You might want to use a data structure called a ring buffer to hold events. This structure is like an array that has a fixed size only instead of always treating the first memory location as the first item, a ring buffer keeps indexes of the first and last items. You don’t need this complexity in real life because when you’re waiting in line and it’s your turn, you walk up to the counter and everybody else moves forward. That moving forward part is what computers try to avoid. So when your code places an object such as an event in a ring buffer, it doesn’t need to move. It just stays in the same memory location. What moves instead is the concept of which item is first. It works sort of like this.
Let’s say you walk into a new post office that has seats for everybody to sit down instead of standing for an hour or more. If you’re the first in line, then you get a sign to hold. And the last person in line also gets a sign. Now, when you arrive, you don’t just sit anywhere. You go to the person holding the last sign, take that sign because you’re now the last person and sit down next to the person who used to hold the last sign. If there are no more seats, because the seats are not arranged in a circle but in a line, and the person who was holding the last sign is sitting in the last seat, then you still take the last sign and instead go sit at the front in the first seat. Just because you’re sitting in the first seat doesn’t mean it’s your turn next. Remember, you’re still holding the last sign. And you’ll continue holding the last sign until somebody else comes along to take it from you and then that person will sit next to you.
Now, whenever a clerk becomes available, the person who gets up will be the one holding the first sign. Before walking to the clerk, the first person will hand the first sign to whoever is sitting next to them. The pattern continues and the first and last signs each move through the seats without anybody needing to scoot over each time somebody is served.
It’s possible for this structure to run out of room and you’ll need to be careful. If you do need to allocate a bigger array, then, yes, you’ll need to move events to the bigger array.
There are usually classes that you can use to implement a ring buffer already. If not and you need to write one, then the scenario that I described about the shifting signs in the post office is actually fairly similar to how it would be implemented in code.

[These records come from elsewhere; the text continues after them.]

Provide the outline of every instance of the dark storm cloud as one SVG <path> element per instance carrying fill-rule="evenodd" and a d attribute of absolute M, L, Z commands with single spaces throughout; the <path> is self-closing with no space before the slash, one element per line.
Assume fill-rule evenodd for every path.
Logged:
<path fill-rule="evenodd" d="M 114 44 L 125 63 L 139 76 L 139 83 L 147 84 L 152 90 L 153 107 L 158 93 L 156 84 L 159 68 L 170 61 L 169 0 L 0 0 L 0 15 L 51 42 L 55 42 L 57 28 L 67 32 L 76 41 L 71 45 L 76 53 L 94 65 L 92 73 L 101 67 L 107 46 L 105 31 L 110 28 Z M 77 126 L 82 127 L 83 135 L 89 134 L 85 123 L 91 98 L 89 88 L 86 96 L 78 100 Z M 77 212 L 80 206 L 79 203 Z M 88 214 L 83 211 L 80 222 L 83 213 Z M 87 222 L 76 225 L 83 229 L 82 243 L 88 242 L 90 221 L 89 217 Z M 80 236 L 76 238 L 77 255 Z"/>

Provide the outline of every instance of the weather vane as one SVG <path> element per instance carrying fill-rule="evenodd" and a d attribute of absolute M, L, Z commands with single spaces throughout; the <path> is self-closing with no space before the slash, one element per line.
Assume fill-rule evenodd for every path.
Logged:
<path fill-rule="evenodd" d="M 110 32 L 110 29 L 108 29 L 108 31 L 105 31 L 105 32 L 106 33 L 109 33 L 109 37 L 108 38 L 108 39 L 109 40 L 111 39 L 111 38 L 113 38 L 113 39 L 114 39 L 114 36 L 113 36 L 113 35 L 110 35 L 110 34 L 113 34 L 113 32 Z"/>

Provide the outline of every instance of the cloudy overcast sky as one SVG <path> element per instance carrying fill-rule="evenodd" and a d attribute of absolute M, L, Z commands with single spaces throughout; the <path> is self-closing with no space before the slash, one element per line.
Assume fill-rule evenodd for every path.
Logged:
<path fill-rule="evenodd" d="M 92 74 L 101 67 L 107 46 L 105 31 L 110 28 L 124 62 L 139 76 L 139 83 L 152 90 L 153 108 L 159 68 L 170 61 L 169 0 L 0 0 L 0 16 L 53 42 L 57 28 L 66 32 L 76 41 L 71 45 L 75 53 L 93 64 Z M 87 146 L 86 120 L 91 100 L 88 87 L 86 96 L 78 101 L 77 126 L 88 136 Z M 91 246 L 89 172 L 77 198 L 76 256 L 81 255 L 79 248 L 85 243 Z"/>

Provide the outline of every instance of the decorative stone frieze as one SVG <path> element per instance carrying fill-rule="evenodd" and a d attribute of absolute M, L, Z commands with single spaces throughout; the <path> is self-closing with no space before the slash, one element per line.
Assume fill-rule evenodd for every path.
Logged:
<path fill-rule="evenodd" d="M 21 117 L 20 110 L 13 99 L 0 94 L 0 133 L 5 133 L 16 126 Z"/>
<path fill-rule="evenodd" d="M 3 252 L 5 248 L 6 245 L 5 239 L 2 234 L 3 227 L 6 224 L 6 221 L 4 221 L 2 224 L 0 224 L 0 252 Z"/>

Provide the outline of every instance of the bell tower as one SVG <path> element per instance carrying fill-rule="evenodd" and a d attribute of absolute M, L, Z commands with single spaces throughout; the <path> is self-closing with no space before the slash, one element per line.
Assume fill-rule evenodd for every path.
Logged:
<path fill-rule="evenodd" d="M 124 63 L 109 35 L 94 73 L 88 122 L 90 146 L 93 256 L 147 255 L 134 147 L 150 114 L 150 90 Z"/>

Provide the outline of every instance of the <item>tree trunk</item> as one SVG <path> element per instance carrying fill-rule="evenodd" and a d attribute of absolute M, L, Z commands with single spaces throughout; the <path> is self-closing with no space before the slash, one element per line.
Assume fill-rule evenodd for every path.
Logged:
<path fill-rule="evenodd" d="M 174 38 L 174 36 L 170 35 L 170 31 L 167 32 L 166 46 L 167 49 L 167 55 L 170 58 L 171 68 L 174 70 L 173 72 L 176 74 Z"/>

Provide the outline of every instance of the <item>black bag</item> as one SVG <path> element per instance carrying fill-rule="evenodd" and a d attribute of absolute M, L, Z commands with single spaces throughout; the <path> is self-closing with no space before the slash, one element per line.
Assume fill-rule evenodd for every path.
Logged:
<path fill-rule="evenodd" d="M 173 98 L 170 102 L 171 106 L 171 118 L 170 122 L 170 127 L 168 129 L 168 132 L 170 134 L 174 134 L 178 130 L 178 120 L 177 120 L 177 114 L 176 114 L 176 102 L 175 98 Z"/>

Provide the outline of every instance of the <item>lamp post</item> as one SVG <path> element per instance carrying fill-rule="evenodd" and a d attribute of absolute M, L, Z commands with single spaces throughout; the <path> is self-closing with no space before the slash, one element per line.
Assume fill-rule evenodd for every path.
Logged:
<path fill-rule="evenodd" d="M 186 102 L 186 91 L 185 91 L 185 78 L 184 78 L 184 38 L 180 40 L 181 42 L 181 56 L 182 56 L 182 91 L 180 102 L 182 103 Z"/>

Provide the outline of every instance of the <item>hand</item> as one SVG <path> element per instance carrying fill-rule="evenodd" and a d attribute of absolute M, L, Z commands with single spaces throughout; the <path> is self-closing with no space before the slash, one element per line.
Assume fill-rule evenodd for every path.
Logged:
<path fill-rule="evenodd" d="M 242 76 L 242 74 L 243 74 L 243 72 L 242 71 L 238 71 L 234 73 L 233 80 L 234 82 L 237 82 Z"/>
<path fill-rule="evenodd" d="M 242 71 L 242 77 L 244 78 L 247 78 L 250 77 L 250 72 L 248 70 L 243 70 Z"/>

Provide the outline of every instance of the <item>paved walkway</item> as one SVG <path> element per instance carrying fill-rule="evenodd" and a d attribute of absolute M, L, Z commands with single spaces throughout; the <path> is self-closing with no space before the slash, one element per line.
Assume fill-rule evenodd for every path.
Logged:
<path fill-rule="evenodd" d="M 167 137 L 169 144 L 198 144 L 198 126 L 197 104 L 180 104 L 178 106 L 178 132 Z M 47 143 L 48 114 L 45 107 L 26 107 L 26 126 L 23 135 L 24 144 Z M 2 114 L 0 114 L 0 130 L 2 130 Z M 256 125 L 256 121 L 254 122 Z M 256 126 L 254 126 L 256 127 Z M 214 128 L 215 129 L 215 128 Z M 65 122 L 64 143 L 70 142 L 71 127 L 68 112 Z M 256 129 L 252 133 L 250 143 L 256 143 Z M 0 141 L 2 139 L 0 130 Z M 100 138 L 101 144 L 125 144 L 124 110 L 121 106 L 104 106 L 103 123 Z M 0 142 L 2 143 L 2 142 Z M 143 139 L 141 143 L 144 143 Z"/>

I mentioned earlier about hybrid event queues. This is how Windows manages paint events. If you don’t know what a paint event is, it has nothing to do with latex house paint. This is the event that’s sent to an application whenever the application needs to redraw its window. Let’s say that Windows adhered to a strict first-in, first-out event queue. Your application gets a message that the ‘A’ key was just pressed so it adds the letter ‘A’ to the display. This means the window needs to draw the letter ‘A’. So you get a paint event and update the screen with the letter ‘A’. Then the letter ‘B’ is pressed. And you again have to paint the window. Normally, this isn’t exactly what happens because even the fastest typist can’t keep up with the speed that applications can process events. I just used key presses as a simple example. But there are many other events that can arrive in rapid succession. If each one of these events caused the application to repaint the window, then things would slow down. So instead, what Windows does is hold the paint event until there’s no other events in the queue. Then when the application goes to get the next event, that’s when it gets the paint event. Sure, it’s possible that yet another event gets posted to the queue right after that which also needs some drawing. But there’s only so much the operating system can do. Computers haven’t yet figured out how to predict the future.